Caring Betty was thrilled to welcome along four grandchildren and three great-grandchildren.
Charles said: “She loved being a grandmother and making a fuss of others, but not herself. I moved to Hong Kong and her other grandchildren lived in France, so she didn’t see them often. but they loved everything about her.
“In line with her not-making-a-fuss attitude, she once fell in Royston High Street, shattering her left femur and hip – and she was lying in the street and a crowd had gathered.
“Two people she recognised were John Routledge, the vet, to whom she said: ’No need to put me down yet!’ – and Jeremy Rule, the undertaker, to whom she said: ‘And I’m not ready for you either!’”
The fall led to Betty going into Richard Cox House, where she stayed until her death on October 9.
Charles said: “Certainly when she first went in there she would hide the dementia, but they knew she was unwell.
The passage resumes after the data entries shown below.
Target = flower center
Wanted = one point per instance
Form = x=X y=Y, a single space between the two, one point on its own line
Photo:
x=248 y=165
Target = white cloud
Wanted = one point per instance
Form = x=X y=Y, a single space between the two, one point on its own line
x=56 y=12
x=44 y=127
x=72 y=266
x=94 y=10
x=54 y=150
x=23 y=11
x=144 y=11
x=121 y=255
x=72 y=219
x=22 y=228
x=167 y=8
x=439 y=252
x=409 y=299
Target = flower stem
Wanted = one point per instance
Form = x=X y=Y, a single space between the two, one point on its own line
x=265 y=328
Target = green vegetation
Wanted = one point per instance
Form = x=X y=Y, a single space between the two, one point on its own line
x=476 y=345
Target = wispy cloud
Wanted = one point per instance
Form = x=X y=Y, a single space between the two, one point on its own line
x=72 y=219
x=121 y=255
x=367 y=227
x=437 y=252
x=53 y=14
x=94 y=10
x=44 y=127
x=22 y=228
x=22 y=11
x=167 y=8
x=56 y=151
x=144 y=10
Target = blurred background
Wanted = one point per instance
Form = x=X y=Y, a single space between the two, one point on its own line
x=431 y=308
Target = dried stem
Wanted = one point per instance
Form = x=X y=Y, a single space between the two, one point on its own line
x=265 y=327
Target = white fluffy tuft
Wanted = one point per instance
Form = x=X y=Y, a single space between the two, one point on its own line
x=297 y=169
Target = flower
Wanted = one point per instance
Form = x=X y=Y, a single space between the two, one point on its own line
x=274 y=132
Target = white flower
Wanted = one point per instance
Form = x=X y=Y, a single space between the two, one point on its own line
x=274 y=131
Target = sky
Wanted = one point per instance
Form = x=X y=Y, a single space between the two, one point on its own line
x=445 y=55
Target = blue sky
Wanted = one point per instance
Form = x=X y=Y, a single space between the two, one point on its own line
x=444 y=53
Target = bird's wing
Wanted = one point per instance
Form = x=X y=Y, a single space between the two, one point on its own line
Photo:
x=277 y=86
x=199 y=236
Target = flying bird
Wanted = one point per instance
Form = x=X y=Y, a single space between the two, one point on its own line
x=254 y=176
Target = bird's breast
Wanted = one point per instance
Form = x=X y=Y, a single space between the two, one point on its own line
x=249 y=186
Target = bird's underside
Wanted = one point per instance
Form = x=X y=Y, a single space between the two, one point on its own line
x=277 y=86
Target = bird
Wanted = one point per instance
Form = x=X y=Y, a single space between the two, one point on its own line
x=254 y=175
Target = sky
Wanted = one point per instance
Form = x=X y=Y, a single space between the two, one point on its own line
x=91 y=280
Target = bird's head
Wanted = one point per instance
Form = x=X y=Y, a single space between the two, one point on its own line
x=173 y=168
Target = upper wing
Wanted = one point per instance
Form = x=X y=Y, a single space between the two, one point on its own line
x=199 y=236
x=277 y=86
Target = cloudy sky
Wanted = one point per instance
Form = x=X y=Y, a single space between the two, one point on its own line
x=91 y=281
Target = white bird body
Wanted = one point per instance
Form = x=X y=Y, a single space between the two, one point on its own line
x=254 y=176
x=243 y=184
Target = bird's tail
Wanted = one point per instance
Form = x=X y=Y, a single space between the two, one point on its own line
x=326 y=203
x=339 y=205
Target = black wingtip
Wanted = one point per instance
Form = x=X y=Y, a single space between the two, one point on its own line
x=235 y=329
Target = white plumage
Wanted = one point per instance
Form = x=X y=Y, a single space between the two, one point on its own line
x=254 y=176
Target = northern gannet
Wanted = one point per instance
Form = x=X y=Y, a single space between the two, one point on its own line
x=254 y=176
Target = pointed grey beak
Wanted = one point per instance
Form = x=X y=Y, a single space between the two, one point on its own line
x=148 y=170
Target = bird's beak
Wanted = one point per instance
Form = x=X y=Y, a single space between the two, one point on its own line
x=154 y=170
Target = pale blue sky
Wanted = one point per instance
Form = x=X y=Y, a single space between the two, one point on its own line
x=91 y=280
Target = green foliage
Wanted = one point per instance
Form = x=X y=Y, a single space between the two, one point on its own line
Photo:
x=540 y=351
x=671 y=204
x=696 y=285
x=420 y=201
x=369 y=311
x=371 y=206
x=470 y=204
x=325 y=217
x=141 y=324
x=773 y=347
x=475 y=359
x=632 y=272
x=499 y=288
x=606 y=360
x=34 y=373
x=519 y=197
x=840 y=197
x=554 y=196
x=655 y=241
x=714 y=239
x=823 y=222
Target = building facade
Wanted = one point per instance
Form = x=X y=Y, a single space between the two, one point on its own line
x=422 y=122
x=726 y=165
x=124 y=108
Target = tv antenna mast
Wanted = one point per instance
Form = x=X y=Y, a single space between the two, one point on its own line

The sense of community there was good, and she received a high level of care.”
Care team manager Marion Cruszkowska said: “She was a very friendly and sociable lady who enjoyed reading and listening to the radio.
“She was very caring and loved her visits from family and friends.”
The Rotary Club of Royston has also paid tribute to Betty.
Former president David Bannister said: “We were saddened to learn of the recent death of Betty, a leading citizen of the town.
“In 2000, as club president, I was very pleased to present a community service award to Betty to show our appreciation for all her work for the community in which she lived. We shall remember her with respect and affection – she was an example to us all.”
A public service of thanksgiving will follow a private cremation on Friday at St John’s Church in Royston.
Donations in memory of Betty are gratefully accepted for the Richard Cox House Amenity Fund and can be taken to the service or sent to Jeremy Rule Funeral Service in Church Lane.